When Manard raised Dorr’s husband, she finally accepted his unhappy marriage

Dorr says she formed an emotional connection with Manard when he asked about her marriage, and later said he loved her.

One day, Dorr said she came to work straight from the hospital where she was visiting her father, who had stage 4 bladder cancer. At that time, Manard was a regular dog trainer in his program, so they saw each other every day.

Dorr said she must have looked upset because Manard had asked what was wrong. As their conversation ended, Dorr began to have serious doubts about her marriage that she couldn’t shake, she said.

The two spent several hours together every day for months, and Manard eventually told Dorr he loved her and wanted to run away with her. Together, they hatched a plan, which called for Dorr to take $40,000 from his retirement savings, buy a used truck for $5,000, and drive a van with the dog crate Manard hid inside.

Dorr said she didn’t question Manard or their plan because she could only focus on how much she wanted to be with him.

Once on the run, Dorr realized sex was the ‘strongest’ part of their relationship

Until then, Dorr and Manard only had an emotional connection, not a sexual one, Dorr told Insider. But the sexual tension was there, and they acted on it once they got to the cabin in Tennessee where they planned to hide.
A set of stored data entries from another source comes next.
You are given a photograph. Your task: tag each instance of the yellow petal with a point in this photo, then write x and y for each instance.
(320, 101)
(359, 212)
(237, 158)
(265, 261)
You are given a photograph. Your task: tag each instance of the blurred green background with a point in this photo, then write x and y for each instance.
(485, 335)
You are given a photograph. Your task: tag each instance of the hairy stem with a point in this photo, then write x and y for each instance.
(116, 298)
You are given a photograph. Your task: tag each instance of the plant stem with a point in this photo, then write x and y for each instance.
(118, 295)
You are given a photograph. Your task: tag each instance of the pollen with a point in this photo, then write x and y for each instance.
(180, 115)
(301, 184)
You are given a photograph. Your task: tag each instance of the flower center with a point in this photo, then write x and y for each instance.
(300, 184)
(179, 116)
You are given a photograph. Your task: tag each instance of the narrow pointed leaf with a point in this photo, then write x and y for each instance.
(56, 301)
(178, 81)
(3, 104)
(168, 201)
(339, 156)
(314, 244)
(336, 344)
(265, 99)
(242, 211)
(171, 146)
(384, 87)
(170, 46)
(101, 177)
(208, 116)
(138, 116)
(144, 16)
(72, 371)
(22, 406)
Manard was the first man Dorr kissed and slept with since her husband.

Manard ran bubble baths for Dorr and sang songs to her in front of the fire at night, she said. They also went on day trips together, wearing wigs to hide their identities. But their short stay together, 12 days before the police caught them, also highlighted the fact that their connection was never meant to last.

“The sexual part was probably the strongest part of our relationship,” Dorr told Insider.
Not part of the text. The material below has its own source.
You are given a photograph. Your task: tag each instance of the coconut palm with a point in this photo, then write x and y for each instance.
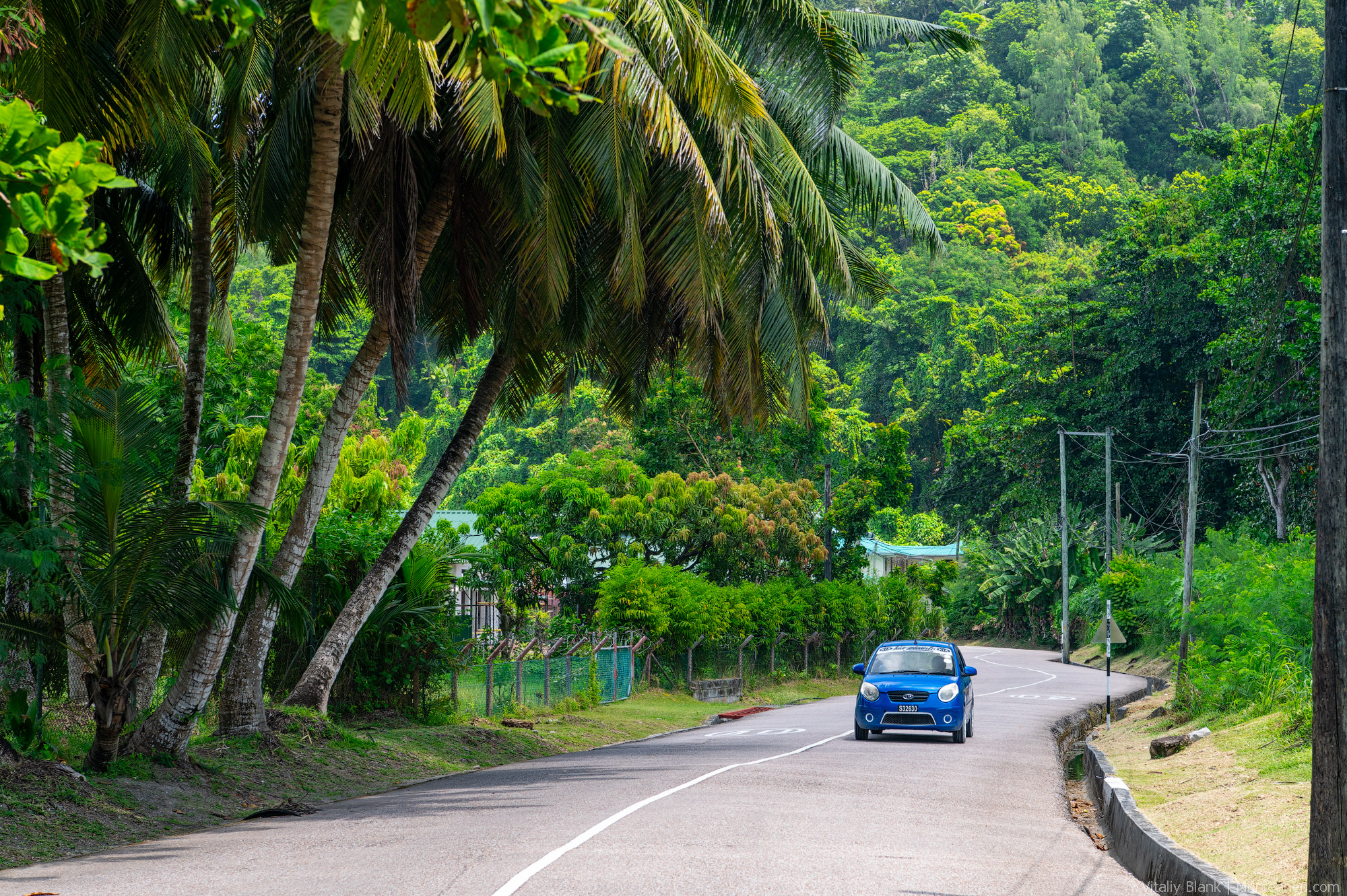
(626, 246)
(145, 559)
Dorr says being alone in jail forced her to grieve and move on

Aware of her crimes, Dorr said her husband filed for divorce and her sisters and sons cut off all contact, leaving her alone in every way.

Dorr found herself in a women’s prison where inmates had little means to occupy their time, she said. So she started writing and said she kept a diary for every month she was there, 27 notebooks in total.

The writing process allowed her to revisit the pain of her miscarriage and mourn the daughter she never had, she told Insider. Befriending other inmates also taught her the power of friendship and helped her understand who she was.

In 2009, Dorr remarried her husband Chris and is proud to be a grandmother. She is also proud of the manuals she has created to help other women in prison who feel lost like her.

Dorr takes pride primarily in letting go and moving on, though he still struggles with feelings of shame.

“Even though I feel like I’m completely emotionally healed and can go through anything, there will be times when I have to dig deep, find that courage, keep moving forward,” she said. declared.